The appellant is under contract as a principal singer. That is a type of work to be performed by her in the United States. Whether she is a good or a bad singer, experienced or inexperienced, likely to be successful or unsuccessful, is not for us to determine. In our opinion the work to be performed by her in the United States establishes her future status as a "professional singer" within the meaning of the fifth proviso of section 3 of the Act of February 5, 1917. Hence, even if we were to say that she is subject to the contract labor provisions of said act, she would be exempted therefrom under the fifth proviso. We shall now order her admission.

FINDINGS OF FACT: Upon the basis of all the evidence presented, it is found:

(1) That the appellant is an alien, a native and citizen of Canada;

(2) That the appellant seeks admission to the United States pursuant to an agreement to work here as a principal singer at $65 weekly, minus 10 percent.

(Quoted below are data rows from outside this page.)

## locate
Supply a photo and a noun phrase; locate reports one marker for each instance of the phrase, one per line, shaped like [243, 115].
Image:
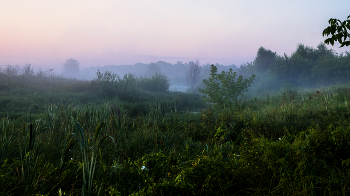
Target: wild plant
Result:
[88, 148]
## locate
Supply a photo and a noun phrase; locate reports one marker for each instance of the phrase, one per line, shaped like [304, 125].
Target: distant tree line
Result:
[306, 67]
[129, 87]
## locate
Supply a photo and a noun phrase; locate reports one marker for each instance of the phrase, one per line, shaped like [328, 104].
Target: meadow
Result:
[67, 137]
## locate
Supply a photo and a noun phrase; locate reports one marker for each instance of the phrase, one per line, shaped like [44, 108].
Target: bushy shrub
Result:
[222, 89]
[111, 84]
[157, 83]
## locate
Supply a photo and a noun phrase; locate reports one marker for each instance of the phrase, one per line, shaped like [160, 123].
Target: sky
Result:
[115, 32]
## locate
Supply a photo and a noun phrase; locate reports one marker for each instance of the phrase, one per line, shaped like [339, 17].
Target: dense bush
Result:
[157, 83]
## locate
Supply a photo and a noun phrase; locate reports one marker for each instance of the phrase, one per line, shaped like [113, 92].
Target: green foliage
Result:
[111, 84]
[339, 32]
[264, 59]
[222, 89]
[294, 142]
[157, 83]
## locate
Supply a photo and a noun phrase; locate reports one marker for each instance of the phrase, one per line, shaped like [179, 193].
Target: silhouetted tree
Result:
[264, 59]
[152, 69]
[193, 74]
[339, 31]
[71, 68]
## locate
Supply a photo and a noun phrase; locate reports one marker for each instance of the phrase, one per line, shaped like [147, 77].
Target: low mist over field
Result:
[174, 97]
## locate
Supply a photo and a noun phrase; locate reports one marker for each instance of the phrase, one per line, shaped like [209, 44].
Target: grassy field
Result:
[60, 137]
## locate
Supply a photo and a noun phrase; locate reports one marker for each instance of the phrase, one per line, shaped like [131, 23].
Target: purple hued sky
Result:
[113, 32]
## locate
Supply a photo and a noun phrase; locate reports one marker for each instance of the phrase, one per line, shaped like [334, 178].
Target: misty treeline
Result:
[307, 67]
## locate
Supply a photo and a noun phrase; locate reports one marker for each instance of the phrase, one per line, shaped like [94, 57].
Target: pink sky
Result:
[46, 33]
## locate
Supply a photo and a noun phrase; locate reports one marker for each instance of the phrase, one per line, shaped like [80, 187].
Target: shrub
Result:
[222, 90]
[157, 83]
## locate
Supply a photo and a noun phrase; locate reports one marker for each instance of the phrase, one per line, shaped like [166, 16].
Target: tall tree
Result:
[193, 74]
[153, 69]
[71, 68]
[339, 31]
[264, 59]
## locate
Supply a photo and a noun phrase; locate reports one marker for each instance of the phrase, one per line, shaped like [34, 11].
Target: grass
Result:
[290, 143]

CONCLUSIONS OF LAW: Upon the basis of the foregoing findings of fact, it is concluded:

(1) That under section 3 of the Act of February 5, 1917, the appellant is not inadmissible as a contract laborer who has been solicited to migrate to the United States by reason of an agreement to perform labor here;

(2) That under the fifth proviso of section 3 of the Act of February 5, 1917, the appellant is exempted from the contract labor provisions of the said act by reason of the fact that she is to be employed in the United States as a professional singer.

ORDER: It is ordered that the appeal be sustained and the appellant admitted for permanent residence.